Minister: Ah, Sir Humphrey. I need a little chat with you.
Sir Humphrey: Indeed, Minister? How can I be of assistance?
Minister: People are complaining about the budget cuts being made by the Arts Council as a result of the Olympic Games.
Sir Humphrey: Hardly a surprise, Minister. The cuts are really quite significant.
Minister: But I thought that you told me that we couldn’t divert money from the Arts to other things, like gardens. Surely the same applies to sports?
Sir Humphrey: Indeed it does Minister.
Minister: Then how are we diverting money from the Arts to the Olympics?
Sir Humphrey: We are not, Minister. This is Lottery money; a completely different set of rules applies.
Minister: But surely, they can’t just stop funding like this?
Sir Humphrey: Well, Minister, I am sure that you will recall that, when the lottery was established, it was made perfectly clear that any funding from that source was to be regarded as additional, and not to be used to fund things which the government would otherwise be funding. So, when it gets cut, it is the additional items which will suffer.
Minister: But it looks to me as though the Arts Council are cutting mainstream activities. They don’t look like additional items to me.
Bernard: Yes, they are Minister, because they’re additional to what we pay for. We give them part of the money they ask for each year, and then they ask the Lottery for additional money for the additional projects. So anything we don’t fund is defined as additional.
Sir Humphrey: Thank you, Bernard. However much the Arts Council get, it is for them to decide how to spend it, Minister.
Minister: But most of the money they spend comes from us – can’t I tell them what to do?
Sir Humphrey: Certainly not, Minister. The whole point of having an Arts Council is so that politicians don’t take decisions on arts priorities. If you started interfering, what would be the point of having an Arts Council at all?
Minister: But who decided to cut the funding from the Lottery?
Sir Humphrey: Well, when the government decided to bid for the Olympics, they decided that the lottery would be expected to pay for a large part of the costs.
Minister: But I thought that the Lottery Commission was independent of the government, and the funds couldn’t be used to replace government expenditure?

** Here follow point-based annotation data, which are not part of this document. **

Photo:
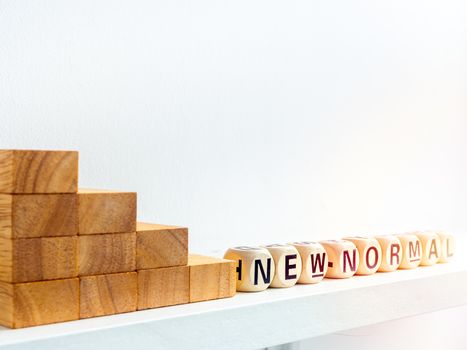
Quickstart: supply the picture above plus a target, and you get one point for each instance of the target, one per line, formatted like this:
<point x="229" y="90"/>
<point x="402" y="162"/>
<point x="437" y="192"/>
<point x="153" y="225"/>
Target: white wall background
<point x="250" y="121"/>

Sir Humphrey: Minister, really. That was what was said when the lottery was established, but surely no-one really expected any government not to control the way in which billions of pounds of money was being spent – especially when the potential alternative was more taxes?

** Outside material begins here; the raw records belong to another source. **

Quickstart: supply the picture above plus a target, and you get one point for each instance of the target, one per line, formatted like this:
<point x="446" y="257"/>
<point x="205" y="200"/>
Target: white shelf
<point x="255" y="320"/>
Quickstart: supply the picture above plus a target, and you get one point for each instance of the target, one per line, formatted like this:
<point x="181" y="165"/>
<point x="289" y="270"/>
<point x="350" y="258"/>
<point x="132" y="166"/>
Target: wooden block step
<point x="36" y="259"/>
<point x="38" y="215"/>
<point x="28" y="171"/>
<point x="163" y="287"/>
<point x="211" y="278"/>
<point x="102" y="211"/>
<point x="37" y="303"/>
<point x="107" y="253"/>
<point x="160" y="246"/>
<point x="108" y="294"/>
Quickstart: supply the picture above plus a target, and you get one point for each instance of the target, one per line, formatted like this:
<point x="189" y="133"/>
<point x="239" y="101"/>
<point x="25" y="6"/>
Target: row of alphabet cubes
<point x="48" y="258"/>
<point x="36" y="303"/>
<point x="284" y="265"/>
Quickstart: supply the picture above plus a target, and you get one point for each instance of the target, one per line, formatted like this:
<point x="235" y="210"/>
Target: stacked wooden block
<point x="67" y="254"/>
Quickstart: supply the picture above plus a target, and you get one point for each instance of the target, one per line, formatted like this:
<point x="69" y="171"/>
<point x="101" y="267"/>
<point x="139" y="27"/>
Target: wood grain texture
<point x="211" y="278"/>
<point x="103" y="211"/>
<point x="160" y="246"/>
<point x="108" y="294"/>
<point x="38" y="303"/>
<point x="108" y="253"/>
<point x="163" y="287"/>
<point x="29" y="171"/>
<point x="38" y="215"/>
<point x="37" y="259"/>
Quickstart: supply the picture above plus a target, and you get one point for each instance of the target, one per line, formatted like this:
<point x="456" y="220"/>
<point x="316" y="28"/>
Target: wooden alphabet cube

Minister: But isn’t that what they promised?
Bernard: That was a politician’s promise, Minister. It’s like saying that they’re not going to increase taxes, when everyone knows that’s exactly what they’re going to do.
Minister: So, what can I do?
Sir Humphrey: You could write to the UK Heritage Minister on the matter.
Minister: What difference will that make?
Sir Humphrey: None whatsoever, Minister. You asked me what you could do, not how you could change the decisions.
Minister: So what can I do to change the decisions?
Sir Humphrey: Nothing, Minister.
Minister: So Welsh Arts Projects simply lose out to the Olympic Games in London?
Sir Humphrey and Bernard: Yes, Minister.